第30回  “三田の隠居場”

 
1987年


今から約十九年前、母は七十九歳で僕は四十九歳、頭のてっぺんの毛が少し薄くなっています。
場所は三田にあったマンションの隠居部屋です。  
父が亡くなってから一年間、母はここで食べたいお菜で御飯を食べ、好きなテレビ番組を見て、寝たいときに寝て、五十八年振りに自由に過ごしたのです。  
隣りに住んでいたのが、当時所帯を持っていた藤圭子と前川清で、下の階には母と仲が良かったプロレスラーのデストロイヤーが住んでいました。

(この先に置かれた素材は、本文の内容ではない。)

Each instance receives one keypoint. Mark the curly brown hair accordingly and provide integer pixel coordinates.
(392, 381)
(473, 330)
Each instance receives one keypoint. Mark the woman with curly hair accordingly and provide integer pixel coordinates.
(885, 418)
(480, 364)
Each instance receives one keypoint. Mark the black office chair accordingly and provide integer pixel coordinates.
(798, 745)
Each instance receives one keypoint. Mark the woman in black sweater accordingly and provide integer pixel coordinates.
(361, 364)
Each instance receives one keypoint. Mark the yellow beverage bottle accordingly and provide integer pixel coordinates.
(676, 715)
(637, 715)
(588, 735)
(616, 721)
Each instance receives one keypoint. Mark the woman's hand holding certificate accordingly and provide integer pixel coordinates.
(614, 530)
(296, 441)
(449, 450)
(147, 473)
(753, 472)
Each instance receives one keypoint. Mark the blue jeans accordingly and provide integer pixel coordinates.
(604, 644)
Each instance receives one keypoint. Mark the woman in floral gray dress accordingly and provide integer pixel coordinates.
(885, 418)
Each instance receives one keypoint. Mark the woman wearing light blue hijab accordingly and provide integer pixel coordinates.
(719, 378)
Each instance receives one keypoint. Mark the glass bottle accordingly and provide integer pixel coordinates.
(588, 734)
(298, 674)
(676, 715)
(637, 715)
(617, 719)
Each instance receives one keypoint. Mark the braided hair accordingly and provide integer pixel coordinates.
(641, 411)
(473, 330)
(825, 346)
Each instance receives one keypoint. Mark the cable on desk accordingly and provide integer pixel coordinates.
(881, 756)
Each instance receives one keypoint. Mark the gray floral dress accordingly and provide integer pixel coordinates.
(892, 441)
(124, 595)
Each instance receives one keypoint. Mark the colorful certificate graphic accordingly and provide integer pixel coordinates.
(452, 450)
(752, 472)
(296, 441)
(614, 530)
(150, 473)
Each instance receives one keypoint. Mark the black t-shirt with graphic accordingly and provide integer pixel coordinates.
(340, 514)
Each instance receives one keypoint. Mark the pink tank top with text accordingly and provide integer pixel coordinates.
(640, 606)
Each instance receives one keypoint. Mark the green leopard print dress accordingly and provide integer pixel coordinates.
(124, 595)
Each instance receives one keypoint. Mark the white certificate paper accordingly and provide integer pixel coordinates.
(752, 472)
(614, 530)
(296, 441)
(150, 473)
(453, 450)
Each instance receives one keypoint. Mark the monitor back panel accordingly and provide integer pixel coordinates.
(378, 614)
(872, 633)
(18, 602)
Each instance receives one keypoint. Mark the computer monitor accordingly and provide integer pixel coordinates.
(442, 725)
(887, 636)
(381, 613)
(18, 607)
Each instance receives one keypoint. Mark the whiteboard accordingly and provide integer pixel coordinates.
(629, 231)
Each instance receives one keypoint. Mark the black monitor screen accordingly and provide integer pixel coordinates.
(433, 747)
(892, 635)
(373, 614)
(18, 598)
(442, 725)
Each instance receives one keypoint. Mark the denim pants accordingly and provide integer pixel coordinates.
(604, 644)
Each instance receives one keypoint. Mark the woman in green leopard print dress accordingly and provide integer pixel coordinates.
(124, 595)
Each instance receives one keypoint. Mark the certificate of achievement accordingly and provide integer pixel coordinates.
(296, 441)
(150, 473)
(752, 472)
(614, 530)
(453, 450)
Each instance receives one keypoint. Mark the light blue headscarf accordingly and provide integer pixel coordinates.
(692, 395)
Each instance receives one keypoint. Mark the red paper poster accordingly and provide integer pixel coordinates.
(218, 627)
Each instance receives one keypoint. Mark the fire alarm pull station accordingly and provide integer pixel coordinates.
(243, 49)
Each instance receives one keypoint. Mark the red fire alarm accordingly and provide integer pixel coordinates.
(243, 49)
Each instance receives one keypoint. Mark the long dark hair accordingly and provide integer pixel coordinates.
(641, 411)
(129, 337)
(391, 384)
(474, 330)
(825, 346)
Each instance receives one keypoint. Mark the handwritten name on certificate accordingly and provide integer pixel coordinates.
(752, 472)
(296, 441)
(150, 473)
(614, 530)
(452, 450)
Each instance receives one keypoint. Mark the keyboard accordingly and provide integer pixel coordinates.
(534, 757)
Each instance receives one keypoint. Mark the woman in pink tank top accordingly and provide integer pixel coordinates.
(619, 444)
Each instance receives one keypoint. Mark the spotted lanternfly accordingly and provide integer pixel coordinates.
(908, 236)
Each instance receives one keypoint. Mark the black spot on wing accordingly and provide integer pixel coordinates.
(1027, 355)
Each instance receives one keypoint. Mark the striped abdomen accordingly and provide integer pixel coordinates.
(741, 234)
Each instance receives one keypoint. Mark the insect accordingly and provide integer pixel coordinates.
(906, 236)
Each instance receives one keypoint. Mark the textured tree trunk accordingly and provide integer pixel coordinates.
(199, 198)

一階にあった食品スーパーでデストロイヤーが、母の買い物篭を持ってくれていたのを懐かしく思い出します。
ある日、母のところに様子を見に行った姉が、冷蔵庫の中の煮物にカビが生えているのを見付けました。  
「もう独りで暮らすのは無理よ。御近所に御迷惑を掛けるといけないわ」
視力の落ちた母にはカビが見えなかったのだと、姉は痛々しそうに言いました。  
母は子供を四人産んで、上から二番目の恵子を十七歳で結核で亡くしています。  
昭和二十四年のことですから、まだパスやストレプトマイシンといった特効薬はありません。
僅かに聖路加病院のセファランチンという余り効かなかった薬があったことを、僕はこの原稿を書いていて思い出しました。  
上から順に福久子、博也、そして僕と続く兄弟は、今や七十七歳、七十三歳、六十八歳と皆爺婆になりましたが、それでも何人兄弟かと人に訊かれると、皆「四人兄弟ですが、二番目を若い時に病気で亡くしました」と同じように答えます。  
母はマンションを処分して、姉の家に離れを作って、亡くなるまでそこで幸せに過ごしました。  
二度の世界大戦も、当時は珍しかった外国暮らしも、子供の死も、末っ子の放蕩もいろいろ経験した八十一年でした。
僕は「秋は滲んで見えた」というタイトルで、母の思い出を書きました。(PHP研究所刊、文庫版タイトルは“母さん、ごめんなさい”)  
本当に人柄が良くて、優しい母でした。  
この歳までいろいろ女に愛されたのが自慢の僕ですが、母ほど愛してくれた女は、実は他に誰もいません。。